Saturday, June 26, 2010

Keeping the Reader Alive

I'm doing some reading on struggling readers in preparation for one of the summer classes I start teaching on July 8th, so I'm finally getting around to reading Anne Reeve's wonderful book, Adolesents Talk About Reading: Exploring Resistance to and Engagement with Text. I love what she says about Sting, one of the adolescents profiled in the book, (and inherently, Sting's English teachers):

Some people's commitment to reading is robust enough to withstand years of boredom with institutionally required texts, but others, such as Sting, who seem to derive almost no nourishment whatsoever from English class, need access to what they can absorb....The school risks suppressing Sting's reading and writing energies completely when it tries to redirect them toward academic goals that make no sense to him. (p. 68)

We need to understand that for a student such as Sting, one of our goals should be to keep the reader in him alive through adolescence, even when that goal requires compromising our commitment to teaching school texts. The contribution we can make to Sting's future lies not in the particular texts we admire and promote but in protecting the reader within him. (p. 69)

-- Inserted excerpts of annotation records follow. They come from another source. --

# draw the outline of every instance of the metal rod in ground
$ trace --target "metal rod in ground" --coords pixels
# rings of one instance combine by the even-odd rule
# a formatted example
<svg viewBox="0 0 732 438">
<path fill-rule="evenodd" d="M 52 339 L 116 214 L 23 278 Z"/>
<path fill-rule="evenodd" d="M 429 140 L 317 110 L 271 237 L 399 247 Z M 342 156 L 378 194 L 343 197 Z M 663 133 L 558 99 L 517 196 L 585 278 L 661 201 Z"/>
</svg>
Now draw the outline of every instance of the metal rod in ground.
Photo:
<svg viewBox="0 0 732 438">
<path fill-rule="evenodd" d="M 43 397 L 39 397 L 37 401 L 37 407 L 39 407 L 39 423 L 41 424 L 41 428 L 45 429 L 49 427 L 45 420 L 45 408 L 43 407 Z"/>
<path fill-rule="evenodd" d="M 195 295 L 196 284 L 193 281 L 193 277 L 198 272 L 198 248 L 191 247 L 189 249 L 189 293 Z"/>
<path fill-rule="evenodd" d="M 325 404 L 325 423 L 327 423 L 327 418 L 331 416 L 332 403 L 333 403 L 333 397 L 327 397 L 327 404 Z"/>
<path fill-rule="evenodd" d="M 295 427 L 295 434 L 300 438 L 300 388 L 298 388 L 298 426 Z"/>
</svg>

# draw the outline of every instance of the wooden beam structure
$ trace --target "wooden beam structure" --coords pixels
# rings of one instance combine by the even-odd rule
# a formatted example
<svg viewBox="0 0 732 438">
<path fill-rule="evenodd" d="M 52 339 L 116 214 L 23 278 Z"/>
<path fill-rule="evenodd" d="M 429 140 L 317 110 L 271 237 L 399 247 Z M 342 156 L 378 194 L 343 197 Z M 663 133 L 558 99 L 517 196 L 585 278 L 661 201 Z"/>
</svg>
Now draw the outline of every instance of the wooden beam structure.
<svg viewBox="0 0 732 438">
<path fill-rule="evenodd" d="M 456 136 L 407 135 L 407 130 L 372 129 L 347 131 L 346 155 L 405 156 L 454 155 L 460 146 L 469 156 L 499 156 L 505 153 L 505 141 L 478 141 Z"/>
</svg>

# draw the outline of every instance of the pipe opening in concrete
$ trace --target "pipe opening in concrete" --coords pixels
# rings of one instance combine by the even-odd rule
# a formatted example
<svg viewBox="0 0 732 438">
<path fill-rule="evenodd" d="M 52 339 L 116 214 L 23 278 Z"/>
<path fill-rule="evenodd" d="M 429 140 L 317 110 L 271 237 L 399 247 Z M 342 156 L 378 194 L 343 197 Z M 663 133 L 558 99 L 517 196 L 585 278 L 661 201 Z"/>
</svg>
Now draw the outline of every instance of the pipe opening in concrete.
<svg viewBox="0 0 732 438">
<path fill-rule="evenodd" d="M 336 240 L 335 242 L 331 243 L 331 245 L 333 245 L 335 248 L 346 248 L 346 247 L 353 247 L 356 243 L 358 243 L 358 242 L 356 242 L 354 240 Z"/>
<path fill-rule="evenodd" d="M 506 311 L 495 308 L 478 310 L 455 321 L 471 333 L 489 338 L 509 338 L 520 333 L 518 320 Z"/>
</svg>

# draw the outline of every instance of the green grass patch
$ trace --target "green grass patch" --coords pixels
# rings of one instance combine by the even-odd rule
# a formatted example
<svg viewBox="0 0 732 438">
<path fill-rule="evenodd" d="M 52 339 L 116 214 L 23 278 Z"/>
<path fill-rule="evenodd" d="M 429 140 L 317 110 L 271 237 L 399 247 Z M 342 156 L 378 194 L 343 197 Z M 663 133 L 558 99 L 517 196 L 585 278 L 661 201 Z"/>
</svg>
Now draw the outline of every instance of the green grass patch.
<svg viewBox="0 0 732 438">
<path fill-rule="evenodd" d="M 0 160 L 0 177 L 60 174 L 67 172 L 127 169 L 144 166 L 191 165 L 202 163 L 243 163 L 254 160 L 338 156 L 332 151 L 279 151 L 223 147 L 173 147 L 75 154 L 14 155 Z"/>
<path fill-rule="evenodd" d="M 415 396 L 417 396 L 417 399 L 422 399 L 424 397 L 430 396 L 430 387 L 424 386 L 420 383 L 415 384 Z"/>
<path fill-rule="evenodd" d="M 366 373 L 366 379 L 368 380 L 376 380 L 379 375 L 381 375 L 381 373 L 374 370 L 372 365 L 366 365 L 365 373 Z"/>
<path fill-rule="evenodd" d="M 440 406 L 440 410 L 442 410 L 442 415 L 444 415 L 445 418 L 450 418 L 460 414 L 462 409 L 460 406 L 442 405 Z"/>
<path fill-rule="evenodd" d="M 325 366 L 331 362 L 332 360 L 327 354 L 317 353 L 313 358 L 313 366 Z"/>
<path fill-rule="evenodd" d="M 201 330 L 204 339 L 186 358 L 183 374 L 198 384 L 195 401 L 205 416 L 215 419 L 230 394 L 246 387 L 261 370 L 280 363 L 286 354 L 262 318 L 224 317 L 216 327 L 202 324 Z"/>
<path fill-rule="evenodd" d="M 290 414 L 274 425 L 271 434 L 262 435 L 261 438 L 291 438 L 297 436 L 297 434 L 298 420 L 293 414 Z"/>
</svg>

I love this idea of "keeping the reader alive" and "protecting the reader within" the adolescents we teach. This is where young adult literature is so important, as well as paying attention to what adolescents' out-of-school reading interests are. It means letting go of the Shakespeare if you have to (although there are lots of good YA spins on Shakespeare [check out Alan Gratz's Something Wicked and Something Rotten, Caroline B. Cooney's Enter Three Witches, Sharon Draper's Romiette and Julio] and even grapic novel versions of Shakespeare's plays [I love Gareth Hind's gorgeous versions of Beowulf and King Lear], so you may not have to let him go entirely if you can engage resistant readers through different kinds/levels/choices of texts).

As English teachers, we must always remember there are readers inside of the kids we teach (I like how Donalyn Miller, author of The Book Whisperer calls resistant readers "dormant" or "underground" readers). We're doing a pretty good job of killing off those readers--or the idea that reading can be pleasurable--through standardized testing and test remediation for students who score low on these tests. Kelly Gallagher calls it "readicide," the systematic killing of the love of reading. It's happening, right now, in every public school in this country. As English and language arts teachers, we've got to do our part to show adolescents there are other, more personal, more meaningful reasons/purposes/values for reading than to pass a test, go to college, or be considered "literate" at the next cocktail party. We need to bring--with apologies to Justin Timberlake--"sexy back" to reading. And by that I mean bring back the idea in schools that reading can be pleasurable, leisurely, and fun.